"I remember the day I picked up the newspaper after the War on Terror got underway, and saw the Global Defence Initiative labelled in the news," says Louis Castle, co-founder of Westwood Studios, the developer that created Command & Conquer. He laughs, leaning back on his chair in the EA LA meeting room where a handful of series vets have converged to look back over the landmark RTS series. "That was in 2003. So, it only took the real world eight years to get there."
As for Castle's team, they'd founded their own GDI back in 1995, but, despite the rousing name and the militaristic fetishes of the series - the colourful explosions, heroic tank rushes, and glinting piles of heavy armour - the story at the heart of Command & Conquer has always been uniquely ambiguous, rejecting easier answers about right and wrong, and using its opposing factions - the GDI and the Brotherhood of Nod - to explore conflicting perspectives on a single issue.
In the words of the current 'lore master' and campaign and story lead, Sam Bass: "It's about philosophical differences acted out through military action." So, with the Tiberian story arc coming to an end in the upcoming fourth instalment, previewed on Eurogamer tomorrow, it's time to take a trip back through the world of C&C: time for a refresher course on the story itself, and time to steal a quick glance at the ways the game has shaped RTS development in general.
Command & Conquer: Tiberian Dawn (1995)
"With Tiberian Dawn, one of the greatest innovations wasn't just that it was real time, but that we were going to dedicate a lot of time and energy to story," suggests Castle. "That's what separates the best RTSs: the complexity and the depth.
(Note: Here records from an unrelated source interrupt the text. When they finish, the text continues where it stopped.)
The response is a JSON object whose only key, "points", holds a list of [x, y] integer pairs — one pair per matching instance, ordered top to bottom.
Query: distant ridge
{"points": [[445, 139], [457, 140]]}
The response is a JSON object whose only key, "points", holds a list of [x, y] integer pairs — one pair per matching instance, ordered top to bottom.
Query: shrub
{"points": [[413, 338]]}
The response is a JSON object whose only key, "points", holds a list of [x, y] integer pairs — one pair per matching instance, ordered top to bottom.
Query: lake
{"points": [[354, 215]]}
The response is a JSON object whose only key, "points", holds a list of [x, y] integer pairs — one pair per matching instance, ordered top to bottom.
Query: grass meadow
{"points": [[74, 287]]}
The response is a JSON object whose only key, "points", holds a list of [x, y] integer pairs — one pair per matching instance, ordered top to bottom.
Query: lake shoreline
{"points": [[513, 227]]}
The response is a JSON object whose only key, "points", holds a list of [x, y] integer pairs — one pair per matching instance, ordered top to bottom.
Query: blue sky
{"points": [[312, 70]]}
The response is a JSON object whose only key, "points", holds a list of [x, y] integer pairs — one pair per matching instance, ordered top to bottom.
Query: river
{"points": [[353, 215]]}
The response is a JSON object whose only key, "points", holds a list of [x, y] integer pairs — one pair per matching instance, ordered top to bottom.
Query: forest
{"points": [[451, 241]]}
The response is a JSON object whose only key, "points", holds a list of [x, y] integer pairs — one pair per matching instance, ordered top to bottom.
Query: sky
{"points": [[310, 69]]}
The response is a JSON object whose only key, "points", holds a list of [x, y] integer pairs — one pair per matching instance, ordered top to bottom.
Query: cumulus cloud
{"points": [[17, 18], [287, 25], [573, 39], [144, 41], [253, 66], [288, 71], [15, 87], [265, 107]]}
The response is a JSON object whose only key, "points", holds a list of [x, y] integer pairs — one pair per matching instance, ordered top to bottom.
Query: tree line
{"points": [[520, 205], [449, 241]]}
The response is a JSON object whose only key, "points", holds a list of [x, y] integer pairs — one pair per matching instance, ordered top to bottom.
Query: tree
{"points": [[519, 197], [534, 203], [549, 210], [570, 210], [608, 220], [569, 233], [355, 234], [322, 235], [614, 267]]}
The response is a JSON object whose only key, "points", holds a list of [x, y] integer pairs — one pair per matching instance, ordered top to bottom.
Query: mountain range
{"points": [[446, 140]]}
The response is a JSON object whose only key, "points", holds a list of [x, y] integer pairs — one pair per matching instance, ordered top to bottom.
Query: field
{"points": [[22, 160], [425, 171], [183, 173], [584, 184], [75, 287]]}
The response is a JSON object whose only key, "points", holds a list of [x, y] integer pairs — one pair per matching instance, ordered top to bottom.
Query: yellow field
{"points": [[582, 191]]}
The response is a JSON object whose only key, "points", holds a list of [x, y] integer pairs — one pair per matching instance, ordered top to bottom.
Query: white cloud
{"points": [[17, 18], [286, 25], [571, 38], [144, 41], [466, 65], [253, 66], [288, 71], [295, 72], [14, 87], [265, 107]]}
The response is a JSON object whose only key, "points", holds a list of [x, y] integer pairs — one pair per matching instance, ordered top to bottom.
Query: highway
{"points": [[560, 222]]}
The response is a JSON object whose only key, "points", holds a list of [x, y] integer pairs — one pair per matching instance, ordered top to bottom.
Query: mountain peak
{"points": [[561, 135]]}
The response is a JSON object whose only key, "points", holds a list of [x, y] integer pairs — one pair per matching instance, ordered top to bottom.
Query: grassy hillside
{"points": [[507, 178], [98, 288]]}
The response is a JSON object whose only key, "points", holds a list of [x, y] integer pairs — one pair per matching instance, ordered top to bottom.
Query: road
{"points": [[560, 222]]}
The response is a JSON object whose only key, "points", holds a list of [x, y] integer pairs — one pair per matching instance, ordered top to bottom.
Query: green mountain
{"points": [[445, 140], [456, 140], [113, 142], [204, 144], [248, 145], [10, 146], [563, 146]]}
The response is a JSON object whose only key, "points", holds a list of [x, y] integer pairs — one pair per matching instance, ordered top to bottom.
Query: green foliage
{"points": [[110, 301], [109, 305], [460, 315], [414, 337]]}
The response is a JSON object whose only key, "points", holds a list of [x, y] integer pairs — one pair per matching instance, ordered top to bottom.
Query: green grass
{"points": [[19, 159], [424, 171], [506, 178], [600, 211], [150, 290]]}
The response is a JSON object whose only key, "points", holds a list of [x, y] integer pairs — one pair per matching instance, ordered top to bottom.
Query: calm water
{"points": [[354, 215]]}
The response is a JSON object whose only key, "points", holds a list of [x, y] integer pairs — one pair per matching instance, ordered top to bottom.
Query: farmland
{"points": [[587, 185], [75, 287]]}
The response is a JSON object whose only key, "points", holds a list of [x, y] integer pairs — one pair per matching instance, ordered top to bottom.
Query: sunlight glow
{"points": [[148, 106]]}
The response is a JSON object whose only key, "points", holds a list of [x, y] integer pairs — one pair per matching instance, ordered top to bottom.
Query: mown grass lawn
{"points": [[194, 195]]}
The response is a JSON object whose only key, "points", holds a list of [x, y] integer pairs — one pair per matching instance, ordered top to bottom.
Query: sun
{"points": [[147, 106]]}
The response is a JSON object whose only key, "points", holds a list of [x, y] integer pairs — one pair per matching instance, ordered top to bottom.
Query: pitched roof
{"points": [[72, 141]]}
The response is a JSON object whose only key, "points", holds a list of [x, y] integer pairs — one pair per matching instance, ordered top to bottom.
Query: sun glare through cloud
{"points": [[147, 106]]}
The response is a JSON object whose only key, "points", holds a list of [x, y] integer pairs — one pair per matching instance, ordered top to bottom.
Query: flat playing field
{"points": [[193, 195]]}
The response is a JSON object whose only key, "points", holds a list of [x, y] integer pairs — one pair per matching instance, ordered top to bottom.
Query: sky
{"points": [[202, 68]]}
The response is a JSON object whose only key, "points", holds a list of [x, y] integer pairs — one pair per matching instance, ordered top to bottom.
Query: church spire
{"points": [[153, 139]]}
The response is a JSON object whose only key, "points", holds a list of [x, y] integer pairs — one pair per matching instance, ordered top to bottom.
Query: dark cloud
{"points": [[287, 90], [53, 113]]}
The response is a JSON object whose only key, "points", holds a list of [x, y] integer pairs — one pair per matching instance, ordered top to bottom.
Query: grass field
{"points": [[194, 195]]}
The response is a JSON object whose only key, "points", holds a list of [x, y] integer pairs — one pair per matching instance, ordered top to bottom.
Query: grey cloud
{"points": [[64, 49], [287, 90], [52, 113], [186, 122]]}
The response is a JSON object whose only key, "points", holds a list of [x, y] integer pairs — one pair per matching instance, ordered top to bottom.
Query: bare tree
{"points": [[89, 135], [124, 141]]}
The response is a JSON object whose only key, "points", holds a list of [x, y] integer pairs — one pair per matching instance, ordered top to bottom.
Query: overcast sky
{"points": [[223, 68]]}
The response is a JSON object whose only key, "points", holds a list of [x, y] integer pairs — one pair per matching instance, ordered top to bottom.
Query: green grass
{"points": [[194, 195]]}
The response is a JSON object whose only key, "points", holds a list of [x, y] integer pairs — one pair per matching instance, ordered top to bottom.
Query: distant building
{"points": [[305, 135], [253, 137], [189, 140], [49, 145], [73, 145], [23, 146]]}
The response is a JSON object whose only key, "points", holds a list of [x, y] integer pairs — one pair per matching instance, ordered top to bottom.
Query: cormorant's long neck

Without the context of what you're doing, games can lack that connectivity. They can lack that epic nature."
By 1995, Westwood had already experimented with narrative elements in its last game, Dune II, the title that helped establish the RTS genre in the first place, and which broke up its action with tiny story vignettes. Tiberian Dawn may have used a modified version of Dune II's interface, but it would prove far more ambitious when it came to the plot. "With Tiberian Dawn, we had CD-ROMs, and we suddenly had all this data," laughs Castle. "What were we going to do with it? We decided we were going to do full-screen movies."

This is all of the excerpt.